Deshalb schreibt der Heilige Vater in "Reconciliatio et Paenitentia", Abschnitt 18: "Dieses Sündenbewusstsein schwindet in der heutigen Gesellschaft auch aufgrund der Missverständnisse, zu denen man kommt, wenn man gewisse Ergebnisse der Humanwissenschaften übernimmt. Gestützt auf bestimmte Aussagen der Psychologie, führt die Sorge, von Schuld zu sprechen oder die Freiheit nicht zu beschränken, zum Beispiel dazu, überhaupt kein Vergehen mehr anzuerkennen."

Deshalb sollten Katholiken stets sehr vorsichtig sein, wenn es darum geht, psychologische Hilfe zu beanspruchen oder zu erlauben, dass psychologische Vorgehensweisen ihr Leben beeinflussen.

Im Allgemeinen sehen viele Psychologen Religion als etwas Negatives, und das ist eine Tatsache, die für Katholiken schwerwiegende Probleme mit sich bringt: Während einer Psychotherapie kann der Therapeut den Patienten derart beeinflussen, dass sich seine religiösen Überzeugungen langsam aber sicher verflüchtigen.

Ein guter katholischer Therapeut unterstützt Glaube und religiöse Praktiken des Patienten und die religiöse Frage kann während der Sitzungen auch Gesprächsthema werden. Ein solcher Therapeut geht bei seiner Arbeit von einem wahren Verständnis der menschlichen Person aus, das auf den Lehren der Kirche beruht und durch gesunde psychologische Ansätze bereichert wird. Ein solcher Zugang ist für jeden Katholiken, der Hilfe sucht, absolut wichtig.

--Welche Hilfestellungen bietet die Kirche ihren Gläubigen an, die mit diesen Fragen der mentalen Gesundheit zu tun haben?

--Gladys Sweeney: Die Kirche bietet uns Christus an, der die Selbstoffenbarung der Liebe des Vaters ist und zugleich dem Menschen zeigt, wer er eigentlich ist.

Christus offenbart uns den Sinn unserer Existenz und antwortet auf die Sehnsucht in unserem Herzen. Indem sie uns Christus schenkt, gibt die Kirche uns das, was wir am meisten ersehen und was uns letztlich als Einziges zu erfüllen vermag.

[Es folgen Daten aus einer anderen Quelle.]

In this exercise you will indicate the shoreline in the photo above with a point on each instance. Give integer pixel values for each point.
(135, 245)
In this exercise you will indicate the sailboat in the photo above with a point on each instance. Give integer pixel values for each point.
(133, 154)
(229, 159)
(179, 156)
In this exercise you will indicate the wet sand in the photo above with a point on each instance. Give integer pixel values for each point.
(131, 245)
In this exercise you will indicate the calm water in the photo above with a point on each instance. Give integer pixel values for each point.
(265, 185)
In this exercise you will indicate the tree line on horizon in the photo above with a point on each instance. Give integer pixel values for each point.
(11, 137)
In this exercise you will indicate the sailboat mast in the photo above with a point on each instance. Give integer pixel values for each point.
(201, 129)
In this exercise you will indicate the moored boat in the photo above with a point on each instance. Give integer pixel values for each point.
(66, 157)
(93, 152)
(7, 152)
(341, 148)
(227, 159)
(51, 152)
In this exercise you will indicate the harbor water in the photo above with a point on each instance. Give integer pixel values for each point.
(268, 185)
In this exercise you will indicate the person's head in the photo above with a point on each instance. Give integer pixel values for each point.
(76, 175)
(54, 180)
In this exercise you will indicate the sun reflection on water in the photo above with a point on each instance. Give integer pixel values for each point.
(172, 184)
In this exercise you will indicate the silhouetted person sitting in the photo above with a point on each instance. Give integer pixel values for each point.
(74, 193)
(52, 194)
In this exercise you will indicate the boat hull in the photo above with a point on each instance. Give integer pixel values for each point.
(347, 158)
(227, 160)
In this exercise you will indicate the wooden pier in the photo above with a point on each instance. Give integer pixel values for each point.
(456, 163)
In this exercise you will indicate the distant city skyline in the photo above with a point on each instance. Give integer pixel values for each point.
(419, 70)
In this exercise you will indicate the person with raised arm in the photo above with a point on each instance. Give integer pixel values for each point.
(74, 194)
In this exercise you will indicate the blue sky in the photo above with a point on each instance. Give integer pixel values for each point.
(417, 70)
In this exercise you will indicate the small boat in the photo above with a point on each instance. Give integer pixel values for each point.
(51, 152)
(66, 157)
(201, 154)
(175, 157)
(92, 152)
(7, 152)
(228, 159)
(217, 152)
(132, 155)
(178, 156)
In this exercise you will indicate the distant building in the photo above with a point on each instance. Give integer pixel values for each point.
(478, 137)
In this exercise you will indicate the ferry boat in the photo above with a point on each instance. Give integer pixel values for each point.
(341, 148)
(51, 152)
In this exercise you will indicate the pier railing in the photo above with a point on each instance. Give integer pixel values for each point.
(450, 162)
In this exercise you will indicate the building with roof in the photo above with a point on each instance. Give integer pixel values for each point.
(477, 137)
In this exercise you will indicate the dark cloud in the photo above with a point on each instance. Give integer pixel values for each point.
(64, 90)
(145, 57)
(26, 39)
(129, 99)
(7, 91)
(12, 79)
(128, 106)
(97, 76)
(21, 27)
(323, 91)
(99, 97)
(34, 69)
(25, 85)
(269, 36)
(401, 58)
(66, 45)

In diesem "Jammertal", in dem es immer Enttäuschungen, Tragödien und Leiden geben wird, verweist uns die Kirche stets heraus, in den Schoss der Dreifaltigkeit, dorthin, wo uns Christus eine Wohnstätte bereitet hat. Christus verweist uns also auf den erlösenden Sinn des Leidens. Durch die Sakramente der Kirche begegnen wir Christus und erneuern und verwandeln uns fortwährend in dem Maße, in dem unsere Gemeinschaft mit ihm wächst.

Die Kirche muss sich über den Nutzen der Psychologie im Klaren sein, besonders wenn sie in den Händen gut ausgebildeter Therapeuten ruht, die die Lehren der Kirche zur Freiheit und zur Würde der Person verstehen und teilen.

Die Zusammenarbeit zwischen Humanwissenschaften und seelsorgliche Arbeit ist sehr wichtig. Geschieht sie harmonisch, so kann sie Seelen zu Christus führen und das Reich Gottes auf dieser Erde vorantreiben.